Can the marriage between Karmarama and Phoenix stay the course? There are some encouraging signs. Phoenix has held stakes in some companies for the best part of a decade.
Also, as Marcus Anselm, a director of Clarity, points out, the investment in the agency by Phoenix is just the third from a £450 million fund raised only in May last year, suggesting that it is likely to be some time before there is pressure for an exit.
The agency promises to use the time and money pulling in the talent that will bolster its digital offering and to lay the foundations of an integrated micro-network covering Europe and the US, as well as the burgeoning markets of Brazil, Russia, India and China.
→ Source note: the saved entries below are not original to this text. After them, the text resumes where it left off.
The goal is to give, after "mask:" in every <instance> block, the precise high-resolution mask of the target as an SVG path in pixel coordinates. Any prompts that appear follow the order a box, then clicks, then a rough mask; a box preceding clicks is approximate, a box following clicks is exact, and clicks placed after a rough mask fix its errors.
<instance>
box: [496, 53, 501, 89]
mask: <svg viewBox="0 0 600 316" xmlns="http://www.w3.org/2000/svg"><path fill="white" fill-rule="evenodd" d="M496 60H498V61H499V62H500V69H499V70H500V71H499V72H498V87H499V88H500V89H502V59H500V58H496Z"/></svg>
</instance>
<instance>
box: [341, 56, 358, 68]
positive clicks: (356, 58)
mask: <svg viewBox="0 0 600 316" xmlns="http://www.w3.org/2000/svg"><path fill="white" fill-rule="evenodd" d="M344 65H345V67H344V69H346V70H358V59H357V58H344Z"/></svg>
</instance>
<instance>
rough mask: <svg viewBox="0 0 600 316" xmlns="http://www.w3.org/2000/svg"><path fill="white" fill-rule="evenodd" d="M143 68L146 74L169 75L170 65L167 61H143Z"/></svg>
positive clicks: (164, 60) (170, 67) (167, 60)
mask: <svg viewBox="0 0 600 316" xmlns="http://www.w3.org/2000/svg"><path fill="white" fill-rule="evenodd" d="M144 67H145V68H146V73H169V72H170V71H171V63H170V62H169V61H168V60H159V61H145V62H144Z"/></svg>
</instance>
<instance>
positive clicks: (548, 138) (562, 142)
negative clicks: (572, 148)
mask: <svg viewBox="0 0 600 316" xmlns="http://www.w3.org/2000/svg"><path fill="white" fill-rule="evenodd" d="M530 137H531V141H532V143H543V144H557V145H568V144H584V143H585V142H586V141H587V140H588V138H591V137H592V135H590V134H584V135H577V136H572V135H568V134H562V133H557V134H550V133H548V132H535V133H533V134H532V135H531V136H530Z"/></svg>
The potential to take some of its domestic business beyond the UK already exists. The agency works with lastminute.com in Europe and it has a relationship with Unilever, the world's second-largest advertiser, via its Colman's mustard account.
Industry sources suggest Phoenix will make the agency work hard to deliver growth, but not sweat it. "A business plan will have been agreed but the agency won't be expected to make it happen by tomorrow morning," one says. "But if nothing much is happening within 18 months, you can expect Phoenix to be tapping its pen on the table."
What Karmarama will do when Phoenix withdraws is an open question. One option is an IPO, although this has never been popular with small entrepreneurial shops that don't want to be burdened with the investment community's short-term demands. And Mendelsohn is adamant that selling to a network isn't on the cards.
The best hope is that either Phoenix is in for the long haul - or that a similar company will conclude Karmarama has been successful enough to make it worth a punt.